# No Offense, BUT.....



## texcajun (Feb 22, 2009)

Maybe it's just me, but the Freshwater Forum has kind of lost a bit since we no longer see Bruce and his kid Brandon. Don't get me wrong, it was pretty silly of him to lie about where he fished, and his "I'm taking my ball and going home attitude" was really off-putting.

That being said, I find myself missing his posts and this place just ain't the same since he left. Mind you, I ain't losing sleep over it, I just find myself visiting this place less. Not that there aren't some major contributors with some quality posts, but nobody here could match Bruce's sheer enthusiasm and his drive to try new places. I'm sure more than a few admired his adventuress nature and some even envied his success, I know I did. 

All I know is I miss his posts.........


----------



## cva34 (Dec 22, 2008)

texcajun said:


> Maybe it's just me, but the Freshwater Forum has kind of lost a bit since we no longer see Bruce and his kid Brandon. Don't get me wrong, it was pretty silly of him to lie about where he fished, and his "I'm taking my ball and going home attitude" was really off-putting.
> 
> That being said, I find myself missing his posts and this place just ain't the same since he left. Mind you, I ain't losing sleep over it, I just find myself visiting this place less. Not that there aren't some major contributors with some quality posts, but nobody here could match Bruce's sheer enthusiasm and his drive to try new places. I'm sure more than a few admired his adventuress nature and some even envied his success, I know I did.
> 
> All I know is I miss his posts.........


 THATS A X-2 and I realize all the rest of fishermen tell truth all the time..ho ho ho


----------



## SeaOx 230C (Aug 12, 2005)

Agree, I miss his posts on here about his and Brandon's adventures. Should never have gotten to the point that it did.


----------



## Whitebassfisher (May 4, 2007)

I spend too much time in the jungle and didn't realize it got that nasty here. Some people just clam up if not catching easy limits, and that is what I figured.
I think Bruce is a good father and I hope he is still out fishing.


----------



## hopn (Jul 5, 2012)

I notice that too.

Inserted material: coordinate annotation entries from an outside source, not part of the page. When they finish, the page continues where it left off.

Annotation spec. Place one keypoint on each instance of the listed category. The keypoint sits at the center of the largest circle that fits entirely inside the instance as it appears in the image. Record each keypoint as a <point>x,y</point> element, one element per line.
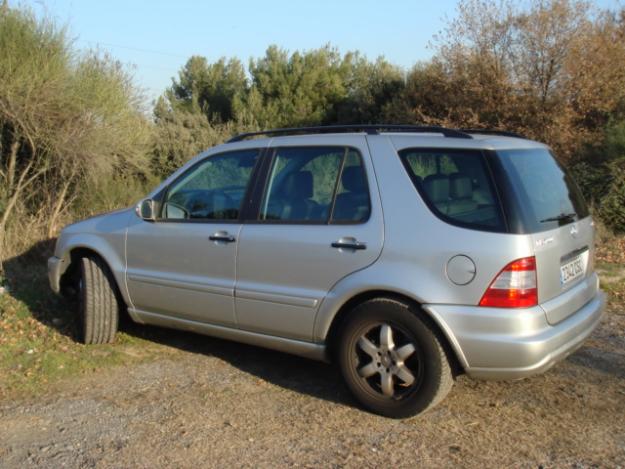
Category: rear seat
<point>461,194</point>
<point>437,188</point>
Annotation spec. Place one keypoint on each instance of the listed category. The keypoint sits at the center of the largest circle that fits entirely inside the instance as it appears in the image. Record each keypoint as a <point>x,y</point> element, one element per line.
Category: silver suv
<point>406,254</point>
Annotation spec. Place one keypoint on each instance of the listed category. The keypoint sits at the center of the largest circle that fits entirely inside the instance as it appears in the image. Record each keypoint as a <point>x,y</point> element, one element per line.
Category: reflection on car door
<point>183,265</point>
<point>317,221</point>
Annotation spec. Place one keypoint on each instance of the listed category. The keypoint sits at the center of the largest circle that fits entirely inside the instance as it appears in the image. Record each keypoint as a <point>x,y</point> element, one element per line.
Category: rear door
<point>550,206</point>
<point>317,219</point>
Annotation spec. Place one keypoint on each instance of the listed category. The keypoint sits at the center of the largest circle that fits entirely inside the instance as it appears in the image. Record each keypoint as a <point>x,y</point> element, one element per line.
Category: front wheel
<point>98,306</point>
<point>392,361</point>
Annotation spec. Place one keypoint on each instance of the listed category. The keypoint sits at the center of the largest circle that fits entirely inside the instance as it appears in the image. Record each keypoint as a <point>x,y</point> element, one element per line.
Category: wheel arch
<point>449,343</point>
<point>74,255</point>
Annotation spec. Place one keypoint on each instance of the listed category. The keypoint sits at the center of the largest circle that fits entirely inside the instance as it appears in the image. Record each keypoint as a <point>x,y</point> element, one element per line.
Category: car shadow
<point>27,282</point>
<point>317,379</point>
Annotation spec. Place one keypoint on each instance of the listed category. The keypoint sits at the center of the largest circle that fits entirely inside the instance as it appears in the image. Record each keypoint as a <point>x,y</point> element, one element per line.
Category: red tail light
<point>514,287</point>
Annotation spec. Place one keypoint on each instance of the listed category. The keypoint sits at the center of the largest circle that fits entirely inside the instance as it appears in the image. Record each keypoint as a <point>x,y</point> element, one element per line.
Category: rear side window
<point>456,185</point>
<point>316,185</point>
<point>543,194</point>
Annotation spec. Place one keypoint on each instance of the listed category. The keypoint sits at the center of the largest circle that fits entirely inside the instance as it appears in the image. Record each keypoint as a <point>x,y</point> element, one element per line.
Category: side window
<point>212,190</point>
<point>307,184</point>
<point>352,197</point>
<point>456,185</point>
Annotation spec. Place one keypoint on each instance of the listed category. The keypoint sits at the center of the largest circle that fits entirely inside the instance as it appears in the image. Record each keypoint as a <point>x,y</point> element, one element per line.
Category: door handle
<point>223,236</point>
<point>349,243</point>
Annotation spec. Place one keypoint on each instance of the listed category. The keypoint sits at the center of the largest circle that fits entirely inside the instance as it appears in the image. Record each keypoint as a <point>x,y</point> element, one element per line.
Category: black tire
<point>99,306</point>
<point>427,364</point>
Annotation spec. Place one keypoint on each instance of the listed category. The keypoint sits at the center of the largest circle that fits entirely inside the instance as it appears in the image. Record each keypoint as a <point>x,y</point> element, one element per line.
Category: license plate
<point>574,268</point>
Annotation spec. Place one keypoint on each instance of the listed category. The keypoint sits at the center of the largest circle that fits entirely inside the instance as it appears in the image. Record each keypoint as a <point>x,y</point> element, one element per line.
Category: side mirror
<point>146,210</point>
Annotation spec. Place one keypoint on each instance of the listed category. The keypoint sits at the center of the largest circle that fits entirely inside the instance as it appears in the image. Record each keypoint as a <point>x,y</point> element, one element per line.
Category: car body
<point>444,219</point>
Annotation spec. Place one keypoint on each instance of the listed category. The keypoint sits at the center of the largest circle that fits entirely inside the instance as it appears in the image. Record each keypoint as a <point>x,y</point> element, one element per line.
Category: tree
<point>65,119</point>
<point>211,87</point>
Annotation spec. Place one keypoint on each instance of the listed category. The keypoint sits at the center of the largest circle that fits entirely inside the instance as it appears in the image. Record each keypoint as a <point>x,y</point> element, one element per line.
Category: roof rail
<point>371,129</point>
<point>503,133</point>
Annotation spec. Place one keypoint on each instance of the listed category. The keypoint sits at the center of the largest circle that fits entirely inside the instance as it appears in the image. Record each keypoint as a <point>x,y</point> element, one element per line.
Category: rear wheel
<point>392,361</point>
<point>98,308</point>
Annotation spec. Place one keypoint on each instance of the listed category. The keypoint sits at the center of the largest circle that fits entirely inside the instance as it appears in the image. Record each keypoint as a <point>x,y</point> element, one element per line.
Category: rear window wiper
<point>561,217</point>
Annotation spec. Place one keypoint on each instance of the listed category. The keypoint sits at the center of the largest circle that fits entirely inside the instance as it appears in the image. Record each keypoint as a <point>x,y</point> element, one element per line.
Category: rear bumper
<point>502,344</point>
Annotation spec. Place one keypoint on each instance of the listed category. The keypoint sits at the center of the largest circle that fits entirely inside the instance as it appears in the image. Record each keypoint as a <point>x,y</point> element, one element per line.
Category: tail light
<point>514,287</point>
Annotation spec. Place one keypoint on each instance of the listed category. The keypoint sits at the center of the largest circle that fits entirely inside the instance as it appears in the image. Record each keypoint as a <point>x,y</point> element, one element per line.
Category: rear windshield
<point>456,185</point>
<point>538,190</point>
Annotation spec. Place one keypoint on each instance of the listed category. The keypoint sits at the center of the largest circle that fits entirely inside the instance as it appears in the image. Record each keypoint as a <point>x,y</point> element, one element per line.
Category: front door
<point>316,222</point>
<point>183,264</point>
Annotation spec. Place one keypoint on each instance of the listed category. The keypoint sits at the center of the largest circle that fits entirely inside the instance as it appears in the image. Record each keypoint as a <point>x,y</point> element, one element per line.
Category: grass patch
<point>37,338</point>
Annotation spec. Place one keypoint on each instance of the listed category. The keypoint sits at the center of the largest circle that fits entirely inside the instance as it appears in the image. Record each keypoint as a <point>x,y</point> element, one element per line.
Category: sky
<point>156,37</point>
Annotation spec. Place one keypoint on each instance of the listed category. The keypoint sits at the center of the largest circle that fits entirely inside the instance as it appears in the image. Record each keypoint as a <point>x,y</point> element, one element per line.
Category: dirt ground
<point>212,403</point>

Hope things are well with him and his kid. We grew up in the same apartment complex, but I didn't talk to him as much as he was older. But his younger brother and I played football and baseball pretty much every summer day during our middle and high school years. We lived behind a school, so access to the field was just a fence away.


----------



## big D. (Apr 10, 2010)

He's on Texas Fishing Forum posting away. I've seen Bruce and Brandon several times on the lake recently...He and Brandon are still fishing away! Looks like he's got down riggers now, and chasing them fish around. 


Sent from my iPhone using Tapatalk


----------



## mycolcason (Jan 7, 2013)

Trolling for them


Tight lines folks!!


----------



## Sunbeam (Feb 24, 2009)

Fishermen don't lie. They just avoid the confessional on Sunday.


----------



## rkwhite61 (Sep 17, 2013)

Sunbeam said:


> Fishermen don't lie. They just avoid the confessional on Sunday.


HAHA.. well said!


----------



## juror81 (Jul 21, 2011)

All in favor to call good ole Bruce back say Aye 

Sent from my SM-N920V using Tapatalk


----------



## richg99 (Aug 21, 2004)

Everyone makes a mistake from time to time. I don't follow the freshwater all that much, but if you think that all is well...somebody should invite him back.

Always told me my kids that 

"when Somebody" ought to do something!!!! Remember that YOU are Somebody!"

richg99


----------



## rringstaff (Jul 25, 2014)

what did he get mad about?


----------



## Ficking (Aug 29, 2016)

Sunbeam said:


> Fishermen don't lie. They just avoid the confessional on Sunday.


Fishermen never lie! :cheers:


----------



## Sugars Pop (Jul 10, 2008)

Why did he leave?


----------



## richg99 (Aug 21, 2004)

As an outsider looking in ( I rarely frequent the FW threads) it seemed that he may have "obfuscated" where he was fishing and catching the fish. Someone noticed, from the background photo, that he was on another lake than some people thought he was.

One thing led to another and he left. Personally, I'd like to see him back. His posts were often the most fun posts on any given day.

We all make mistakes. Heck, it's just a bunch of fishing stories. We've all "obfuscated" on a few, I'll bet.

richg99


----------



## 3StoogesFishing (May 4, 2010)

*Bruce*

Hello, my wife is the jealous type so for 10 years, I kept telling her off and on that someone was trying to flirt with me. The affection she showed me was great. Then she figured out I was making it up 90% of the time, the affection I got that day was a little different than I expected but hey it was affection! So I say let's invite him back, I know if I see him on the lake I will. :doowapsta


----------



## Ditto2 (Jul 19, 2016)

Who am I to judge? I always enjoyed reading their adventures also.


----------



## sotexhookset (Jun 4, 2011)

By occasionally catching his post/pics I'd say that dude could feed a village every time he puts his boat in the water. Lol


----------



## bigfishtx (Jul 17, 2007)

What was his handle here?


----------



## sotexhookset (Jun 4, 2011)

Brucenygun or something close to that.

Was close but this dude.

http://2coolfishing.com/ttmbforum/showthread.php?t=1973770&highlight=Somerville


----------